Die Schäden, die ein Durchbau erbringen würde, sind selbst bei Befürwortern unbestritten. Der Nutzen des Lückenschlusses beruht auf Hypothesen, die ihrerseits auf z.T. frei erfundenen Voraussetzungen beruhen.
Wie logisch gerade Pütter und seine Umgebung vorgehen, hat er in einer Annonce bewiesen, in der er den A46-Gegnern vorwarf, keine Autos zu besitzen und deswegen anderen den Spaß zu verderben. Zwei Zeilen weiter folgte dann der Vorwurf, die A46-Gegner verpesteten mangels Autobahn die innerstädtische Luft. Wer also hetzt und verunglimpft hier wen, ohne vor lauter Senilität überhaupt selbst zu bemerken, wie sehr man die Hosen heruntergelassen hat.
Noch Fragen?
09:35
Und Ruhrik hetzt wieder gegen Andersdenkende. Es gibt nun mal unterschiedliche Meinungen auf dieser Welt. Auch in der A46 Frage. Zum Glück gibt es noch Befürworter mit Durchhaltevermögen wie Pütter. In der Politik haben viele nach über 30 Jahren ausstehenden Lückenschluss leider schon aufgegeben. Hoffentlich bleibt der politische CDU-Nachwuchs standhaft und arbeitet weiter für das wichtigste Infrastrukturprojekt in unserer Region
23:50
Man kann nur hoffen, dass Fleige sich nicht von einer Clique instrumentieren lässt, die offenbar völlig ihren Sinn für Realität und Proportion verloren hat.

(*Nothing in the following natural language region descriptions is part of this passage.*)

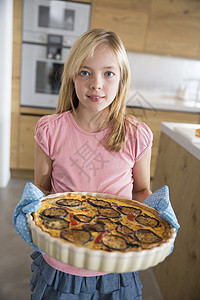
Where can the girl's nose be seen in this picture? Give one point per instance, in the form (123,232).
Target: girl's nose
(96,83)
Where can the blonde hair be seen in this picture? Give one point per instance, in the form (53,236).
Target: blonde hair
(81,50)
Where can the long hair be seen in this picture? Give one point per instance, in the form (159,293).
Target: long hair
(81,50)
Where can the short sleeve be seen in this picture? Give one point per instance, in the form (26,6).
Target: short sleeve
(144,140)
(42,134)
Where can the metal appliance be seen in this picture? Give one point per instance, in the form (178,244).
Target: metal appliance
(49,29)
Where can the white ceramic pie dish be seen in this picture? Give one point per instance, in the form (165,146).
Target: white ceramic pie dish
(98,260)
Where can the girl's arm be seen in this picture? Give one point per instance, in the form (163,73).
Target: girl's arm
(141,175)
(42,170)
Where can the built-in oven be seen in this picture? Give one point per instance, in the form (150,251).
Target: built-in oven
(40,76)
(49,30)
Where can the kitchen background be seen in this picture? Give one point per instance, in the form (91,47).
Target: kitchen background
(162,38)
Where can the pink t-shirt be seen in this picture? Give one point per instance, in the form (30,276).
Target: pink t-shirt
(80,162)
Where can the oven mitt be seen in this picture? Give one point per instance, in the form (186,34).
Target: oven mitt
(29,202)
(161,202)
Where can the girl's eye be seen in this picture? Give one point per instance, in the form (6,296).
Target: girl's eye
(84,73)
(109,74)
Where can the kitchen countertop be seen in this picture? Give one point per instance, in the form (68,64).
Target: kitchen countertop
(161,102)
(184,138)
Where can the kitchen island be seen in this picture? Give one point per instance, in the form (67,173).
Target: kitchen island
(178,166)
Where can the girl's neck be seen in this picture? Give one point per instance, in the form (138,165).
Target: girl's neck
(90,122)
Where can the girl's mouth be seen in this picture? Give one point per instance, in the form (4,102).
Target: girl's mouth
(95,98)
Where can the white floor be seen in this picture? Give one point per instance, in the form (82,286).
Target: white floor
(14,253)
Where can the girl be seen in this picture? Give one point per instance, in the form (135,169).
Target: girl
(91,145)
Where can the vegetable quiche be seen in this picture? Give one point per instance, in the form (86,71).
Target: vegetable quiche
(100,223)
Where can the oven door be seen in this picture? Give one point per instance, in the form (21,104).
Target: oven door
(41,17)
(40,77)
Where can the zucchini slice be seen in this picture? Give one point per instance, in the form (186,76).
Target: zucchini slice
(54,212)
(123,229)
(69,202)
(76,236)
(98,203)
(105,221)
(99,227)
(109,212)
(56,224)
(129,210)
(83,218)
(147,236)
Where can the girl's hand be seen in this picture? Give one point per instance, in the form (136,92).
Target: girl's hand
(29,202)
(161,202)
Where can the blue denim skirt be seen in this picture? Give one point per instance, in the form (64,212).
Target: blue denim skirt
(48,283)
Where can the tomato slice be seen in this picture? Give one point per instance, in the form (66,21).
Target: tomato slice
(131,217)
(72,221)
(99,237)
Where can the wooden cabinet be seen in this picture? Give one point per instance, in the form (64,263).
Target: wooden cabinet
(174,28)
(128,18)
(154,118)
(156,26)
(179,275)
(27,142)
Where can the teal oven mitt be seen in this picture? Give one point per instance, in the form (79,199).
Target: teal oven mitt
(29,202)
(161,202)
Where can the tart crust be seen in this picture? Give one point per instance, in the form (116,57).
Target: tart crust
(112,227)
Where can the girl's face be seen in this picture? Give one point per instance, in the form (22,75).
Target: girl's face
(98,79)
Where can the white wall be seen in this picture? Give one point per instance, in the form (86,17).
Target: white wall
(161,74)
(6,23)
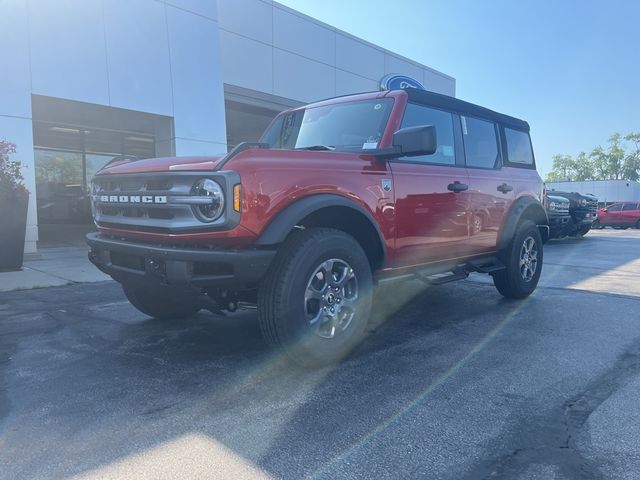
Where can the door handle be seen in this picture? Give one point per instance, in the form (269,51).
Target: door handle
(504,188)
(457,187)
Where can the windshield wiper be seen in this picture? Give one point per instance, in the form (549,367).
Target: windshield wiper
(316,147)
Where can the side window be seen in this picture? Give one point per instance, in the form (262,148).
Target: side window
(519,149)
(480,143)
(415,115)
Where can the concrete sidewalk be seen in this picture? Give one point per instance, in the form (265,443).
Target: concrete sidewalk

Wer geglaubt hatte, dass sich das Unvermögen auf die Greisenriege um Pütter und Co, beschränkt, der sieht sich enttäuscht, wenn selbst Leute im JU-Alter ohne Sinn und Verstand an einer Idee festhalten, die seit Jahren als Irrsinn der besonderen Art erkannt ist.
22:19
Weil unsere Wirtschaft gut ist, ist sie in den letzten 40 Jahren auch ohne die Autobahn ausgekommen und wird dies auch in Zukunft können.
Man sollte nicht noch mehr Zeit, Geld, Streit und sonstigen Aufwand in den teuren und ökologisch verheerenden A46-Lückenschluss stecken.
Stattdessen ist es Zeit, von der veralteten Auto- und Autobahnvorrangpolitik der 1960er/70er-Jahre Abschied zu nehmen und die seit vielen Jahren vorgeschlagenen Alternativen im Detail zu planen und umzusetzen, z. B. Ortsumgehungen und/oder Kreisel an Straßen-Engpässen/Knotenpunkten, Ausbau der Schienenstrecken,
überall die Bedingungen für Bahn, Bus, Rad und Fuß verbessern.
Ich bin sicher, dass wir das gemeinsam schaffen!
Dann sind wir auch keineswegs gegenüber dem zersiedelten und von Straßen durchschnittenen Ballungsgebieten benachteiligt - eher im Gegenteil....
20:43
Stellt eigentlich keiner in der CDU die Sinnfrage?